Lab Course: Centralized Goal Reasoning for Logistics Robots

Wednesday, Jun 2, 2021

The Knowledge-Based Systems Group is, amongst others, doing research in task-level reasoning and agent controllers for mobile robots like in the RoboCup Logistics League (RCLL) as part of the Carologistics RoboCup Team.

Developing agents for such robotic tasks poses diverse problems to solve: acting rationally under hard real-time constraints, agent-to-agent communication, multi-robot cooperation, and task-level reasoning.

The scenario for the lab course will be the RoboCup Logistics League (RCLL). In this scenario, two competing groups of three robots each must complete dynamic production chains according to orders which are posted throughout the game period of 17 minutes. We have developed a simulation of the RCLL that allows to quickly run the game and test without long setup times of real robots.

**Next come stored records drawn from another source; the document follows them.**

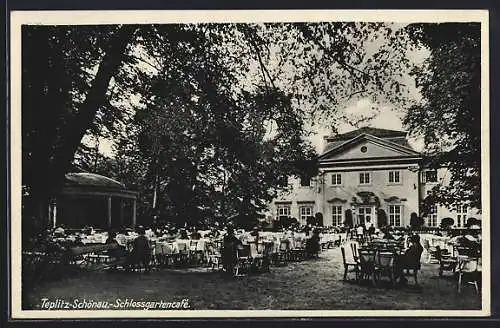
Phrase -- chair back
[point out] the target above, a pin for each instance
(354, 249)
(344, 260)
(426, 244)
(284, 245)
(468, 264)
(386, 259)
(182, 247)
(367, 255)
(254, 252)
(243, 252)
(158, 249)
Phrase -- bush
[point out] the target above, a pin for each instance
(382, 218)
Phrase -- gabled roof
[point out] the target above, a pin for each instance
(376, 132)
(339, 145)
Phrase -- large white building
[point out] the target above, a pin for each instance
(367, 174)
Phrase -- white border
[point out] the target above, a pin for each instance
(19, 18)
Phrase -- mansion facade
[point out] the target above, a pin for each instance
(367, 175)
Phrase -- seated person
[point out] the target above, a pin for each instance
(371, 230)
(141, 251)
(118, 252)
(195, 235)
(411, 258)
(214, 233)
(182, 234)
(387, 235)
(255, 234)
(121, 238)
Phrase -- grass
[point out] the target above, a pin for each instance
(312, 285)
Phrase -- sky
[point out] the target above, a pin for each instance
(385, 116)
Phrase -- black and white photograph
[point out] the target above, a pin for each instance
(249, 164)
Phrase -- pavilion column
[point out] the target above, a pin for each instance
(121, 212)
(134, 212)
(109, 210)
(53, 213)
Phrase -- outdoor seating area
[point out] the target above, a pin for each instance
(395, 260)
(368, 271)
(142, 250)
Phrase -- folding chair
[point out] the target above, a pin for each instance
(385, 266)
(349, 266)
(367, 263)
(468, 271)
(242, 261)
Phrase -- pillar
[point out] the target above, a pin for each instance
(121, 212)
(109, 210)
(134, 212)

The goal of this lab course is to model the RCLL scenario and integrate a task planning system using the CLIPS Executive (CX), a goal reasoning framework implemented in the programming language CLIPS. The CX is also used by the Carologistics RoboCup Team, which uses a distributed agent strategy. In contrast to the Carologistics’ strategy, you will use a centralized agent, i.e., a single agent that controls all three robots centrally.

In this lab course you have the chance to

  • learn about robot software development
  • develop an intelligent control program
  • apply methods of AI to robotic scenarios

Videos

You can find videos showing and explaining the game at the Carologistics Youtube Channel. It specifically contains a playlist with videos of the RCLL Winter School 2015 that explain major components of the system.

Requirements

  • lecture “Artificial Intelligence” from our department (or objective evidence of equivalent knowledge)
  • lecture “Introduction to Knowledge Representation”
  • interest in logic-based programming
  • high motivation
  • Linux skills beneficial

Outline

The rough outline of the lab course’s schedule is as follows:

  • getting to know our software framework (Fawkes)
  • work in groups (2-4 students each)
  • concept + design
  • implementation
  • integration
  • evaluation

The date and time for the introductory meeting will be determined after the registration.